Sono 24 le persone che rischiano di finire a processo dopo il coinvolgimento nell'inchiesta sulle 3mila tonnellate di rifiuti bruciate e interrate, secondo l'Antimafia di Lecce, nelle campagne o nascoste in capannoni del tarantino.
I pubblici ministeri Milto De Nozza della Direzione distrettuale antimafia di Lecce e Francesco Ciardo della Procura ionica, hanno chiesto il rinvio a giudizio per i numerosi imputati al termine dell'inchiesta ribattezzata «Amici per la pelle» e condotta congiuntamente dai carabinieri del Nucleo Operativo Ecologico di Lecce, agli ordini del tenente colonnello Dario Campanella, e dai colleghi della sezione di Polizia giudiziaria della procura di Taranto dopo la segnalazione fatta alla magistratura dal Nucleo di Taranto della Sezione di Vigilanza Ambientale della Regione Puglia.
Per l'accusa si tratta di un'attività portata avanti da un’associazione a delinquere che avrebbe consentito alle aziende che producevano pellami di smaltire rifiuti a costi decisamente più bassi risparmiando centinaia di migliaia di euro all’anno. A giugno scorso furono cinque le persone finite ai domiciliari: si tratta del 40enne di Sava Rocco Bevilacqua, del 51enne di Francavilla Fontana Nicola Canovari, del 70enne di Palagiano Antonio Marra, del 36enne di Palagiano Mario Schiavone e infine del 64enne di Palagiello Massimo Giannulli.
Le attività investigative, per l'accusa, hanno individuato un’organizzazione guidata da un uomo deceduto a luglio 2022: era lui che gestiva in prima persona i rapporti con le aziende di produzione dei rifiuti tra la Basilicata e le province di Taranto e Bari e dalle quali riscuoteva la somma di 15 centesimi per ogni chilogrammo di pelle ritirato.
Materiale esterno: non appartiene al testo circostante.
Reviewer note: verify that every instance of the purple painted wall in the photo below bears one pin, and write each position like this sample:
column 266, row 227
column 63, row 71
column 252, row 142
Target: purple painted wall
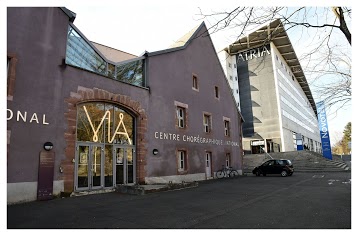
column 170, row 79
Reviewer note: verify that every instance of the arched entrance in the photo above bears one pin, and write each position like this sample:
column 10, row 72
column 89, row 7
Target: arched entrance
column 105, row 146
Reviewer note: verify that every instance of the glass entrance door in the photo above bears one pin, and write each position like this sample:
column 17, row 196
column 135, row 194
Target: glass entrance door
column 125, row 164
column 89, row 167
column 96, row 166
Una somma decisamente più bassa dei 40 centesimi che un'azienda spende per smaltire i rifiuti a norma di legge.
L’uomo, secondo i pm, «individuava, organizzava e predisponeva la manodopera e i mezzi strumentali (furgoni, camion, escavatori) necessari - si legge negli atti dell’inchiesta - al ritiro dei rifiuti e al loro successivo illecito smaltimento che avveniva mediante abbandono sia su aree pubbliche (come avvenuto a Laterza, ndr) che all'interno di 4 capannoni privati» nella zona di Palagiano. Gli incassi venivano poi divisi con gli indagati ritenuti organici all'associazione.
Complessivamente sono 26 le persone indagate. Nei guai infatti sono finiti anche alcuni degli imprenditori che avrebbero commissionato al gruppo le operazioni: per otto imprenditori sono stati infatti disposti dal gip di Lecce Alessandra Sermarini, sequestri di somme che arrivano in totale 100mila euro: denaro che le imprese avrebbero risparmiato grazie all’attività illegale. Sotto chiave sono finiti inoltre 5 capannoni industriali, un’area agricola dove i rifiuti sarebbero stati illecitamente smaltiti e 6 mezzi utilizzati per il trasporto.